Si vous avez eu des problèmes cardiaques ou êtes en ALD, le refus d’assurance n’est pas systématique.

En accédant à la délégation d’assurance et en sollicitant un courtier spécialisé dans les risques aggravés, vous allez pouvoir accéder à nombre d’offres qui pourraient voir votre risque médical comme acceptable.

Chaque assureur prévoit dans sa politique interne d’acceptation médicale des pathologies où il fera preuve de plus de souplesse.

Le courtier risque aggravé sait identifier les organismes à solliciter selon votre profil médical.

D’autre part, il aura une vision 360 sur les dispositifs qui devront être utilisés en priorité. Si un comparateur d’assurance de prêt reproduisait X fois le problème, un courtier pourra réfléchir à votre dossier et parfois trouver une solution en moins de 2 min.

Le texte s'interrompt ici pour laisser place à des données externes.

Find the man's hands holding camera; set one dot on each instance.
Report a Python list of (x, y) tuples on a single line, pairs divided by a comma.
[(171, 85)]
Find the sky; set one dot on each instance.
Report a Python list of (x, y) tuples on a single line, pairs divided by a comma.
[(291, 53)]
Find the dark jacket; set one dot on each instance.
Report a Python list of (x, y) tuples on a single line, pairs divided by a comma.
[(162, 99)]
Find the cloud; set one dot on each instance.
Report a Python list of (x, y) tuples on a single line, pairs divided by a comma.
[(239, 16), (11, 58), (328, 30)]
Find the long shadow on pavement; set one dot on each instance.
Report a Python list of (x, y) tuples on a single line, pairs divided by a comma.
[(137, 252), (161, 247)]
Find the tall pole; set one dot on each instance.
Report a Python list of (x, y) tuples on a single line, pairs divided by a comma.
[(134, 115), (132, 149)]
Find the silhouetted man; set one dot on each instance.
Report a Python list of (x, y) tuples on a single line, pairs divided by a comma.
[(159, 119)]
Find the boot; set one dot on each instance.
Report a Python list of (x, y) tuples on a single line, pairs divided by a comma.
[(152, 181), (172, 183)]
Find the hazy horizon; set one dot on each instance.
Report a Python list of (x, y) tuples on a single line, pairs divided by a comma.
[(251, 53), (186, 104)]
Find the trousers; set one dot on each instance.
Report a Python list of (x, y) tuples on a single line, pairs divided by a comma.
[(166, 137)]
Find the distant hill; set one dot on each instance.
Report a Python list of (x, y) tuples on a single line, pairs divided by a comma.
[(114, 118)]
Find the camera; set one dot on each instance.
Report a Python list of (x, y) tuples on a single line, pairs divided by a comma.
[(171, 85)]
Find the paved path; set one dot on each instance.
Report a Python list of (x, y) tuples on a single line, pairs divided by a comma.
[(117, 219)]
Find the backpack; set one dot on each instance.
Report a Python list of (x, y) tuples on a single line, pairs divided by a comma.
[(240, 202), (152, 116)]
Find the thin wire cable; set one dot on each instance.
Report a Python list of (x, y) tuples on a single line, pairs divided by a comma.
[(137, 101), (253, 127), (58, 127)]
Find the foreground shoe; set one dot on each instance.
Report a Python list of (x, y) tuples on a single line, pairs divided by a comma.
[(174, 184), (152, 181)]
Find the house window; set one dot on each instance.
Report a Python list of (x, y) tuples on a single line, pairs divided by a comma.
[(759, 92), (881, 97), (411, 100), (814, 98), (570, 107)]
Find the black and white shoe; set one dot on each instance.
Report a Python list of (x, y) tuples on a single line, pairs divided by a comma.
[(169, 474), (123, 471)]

Il ne restera ici plus qu’à faire appliquer la loi Lagarde et le libre choix de l’assurance emprunteur.

Les garanties obligatoires et facultatives de l’assurance emprunteur

Dans un contrat d’assurance de prêt immobilier, il convient d’identifier les garanties obligatoires et facultatives.

Il faut ici comprendre que l’exigence de la banque en termes de garanties d’assurance emprunteur et le fonctionnement du contrat sont deux choses bien différentes.

Le banquier vous indiquera qu’il souhaite de manière obligatoire :

  • Décès PTIA IPT ITT et parfois IPP + garantie MNO

L’assureur vous indiquera que vous devez souscrire de manière obligatoire la garantie décès et que les autres garanties sont facultatives.

Voici ce que couvre chacune des garanties :

  • Garantie décès : elle rembourse le capital restant dû à la banque en cas de décès de l’emprunteur.
  • Garantie PTIA (Perte Totale et Irréversible d’Autonomie) : elle intervient si l’emprunteur devient totalement dépendant et a besoin de l’assistance d’une tierce personne pour les actes de la vie courante. Ici, aussi l’assurance rembourse le capital restant dû.
  • Garantie IPT/IPP (Invalidité Permanente ou partielle) : elle couvre une invalidité durable empêchant partiellement ou totalement de travailler. L’assureur prendra en charge la totalité ou une partie des mensualités du crédit selon le taux d’invalidité qui aura été fixé par le médecin expert.

Au moment de souscrire à des garanties, gardez bien à l’esprit que l’équivalence de garantie avancée par certains intermédiaires en assurance ne garantit pas un fonctionnement identique.

En choisissant bien votre courtier assurance emprunteur, vous maximiserez les chances que votre prêt immobilier soit remboursé en cas d’arrêt de travail ou d’invalidité.